Anklingen lassen hat MbS das Vorhaben, sein Land grundlegend umzukrempeln, Ende Oktober. Da hatte er bei einem Wirtschaftsforum eine Abkehr seines Landes von ultrakonservativen Religionsprinzipien in Aussicht gestellt und auf die Agenda 2030 verwiesen, bei der es darum geht, Frauen mehr Rechte zu geben und das Land unabhängiger vom Öl zu machen.
MbS’ Pläne sind außerdem darauf ausgerichtet, keine der politischen Gruppierungen zu schonen, also weder ultrakonservative Geistliche noch die intellektuelle Elite.
Außenpolitisch will MbS auch viel ändern, vor allem aber den Gegensatz zum regionalen Erzfeind Iran forcieren. Erst am Samstag hatte Saudi-Arabien in der Nähe des internationalen Flughafens der Hauptstadt Riad eine Rakete abgefangen, die vom Jemen abgefeuert worden war. Es handelte sich um den ersten gezielten Raketenangriff der im Jemen kämpfenden Huthi-Rebellen auf die saudi-arabische Hauptstadt. Die Attacke steht als Speerspitze für das zunehmende Übergreifen des Konflikts im Jemen auf das Nachbarland Saudi-Arabien, das seit März 2015 eine Militärkoalition anführt, die im Jemen Luftangriffe auf die Rebellen fliegt. Die vom Iran unterstützten, schiitischen Huthi-Rebellen kämpfen dort seit Anfang 2015 gegen Truppen von Präsident Abd Rabbo Mansur Hadi. Nach UN-Angaben wurden in dem Konflikt bisher mehr als 8600 Menschen getötet.

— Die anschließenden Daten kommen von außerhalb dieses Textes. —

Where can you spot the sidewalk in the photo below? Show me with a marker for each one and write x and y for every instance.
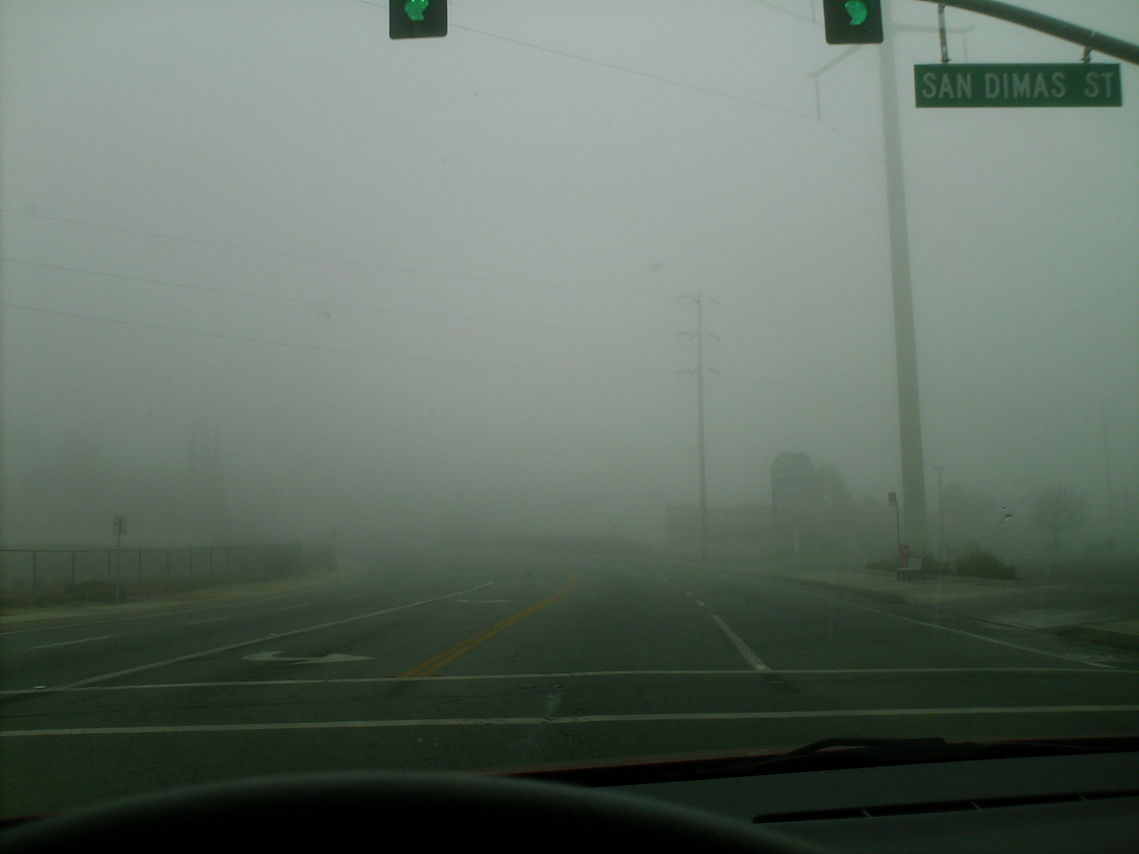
(1090, 614)
(33, 616)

Große Ankündigungen,wenig Taten
MbS’ Hasstiraden gegen die Huthis, den Iran, Syriens Machthaber Bashar al-Assad und gegen Katar haben das Königreich nicht weit gebracht. Mit einer konfliktgeladenen Außenpolitik allein wird MbS das Land nicht stabilisieren. Von den Reformen, die er sich für Saudi-Arabiens Wirtschaft und Gesellschaft vorstellt, ist bisher nicht viel durchgesickert. Kritiker sprechen von einer PR-Kampagne, um von den wahren Problemen des Landes - wie Menschenrechte und im Konkreten der Fall Badawi - abzulenken.
Davon, dass MbS ein paar Mächtige auffliegen lässt, mag er sich Zustimmung von unten erwarten, doch das Problem wurzelt woanders: Nach Schätzungen einer britischen Denkfabrik haben die Saudis seit den 60er Jahren für den Export extremistischen Gedankenguts 76 Milliarden Dollar in Form von Spenden an Organisationen und Moscheen sowie zur Verteilung von radikalen Schriften ausgegeben. Im Westen sind dadurch immer mehr Moscheen unter den Einfluss des Salafismus geraten, der als eine Vorstufe zum Dschihadismus angesehen wird.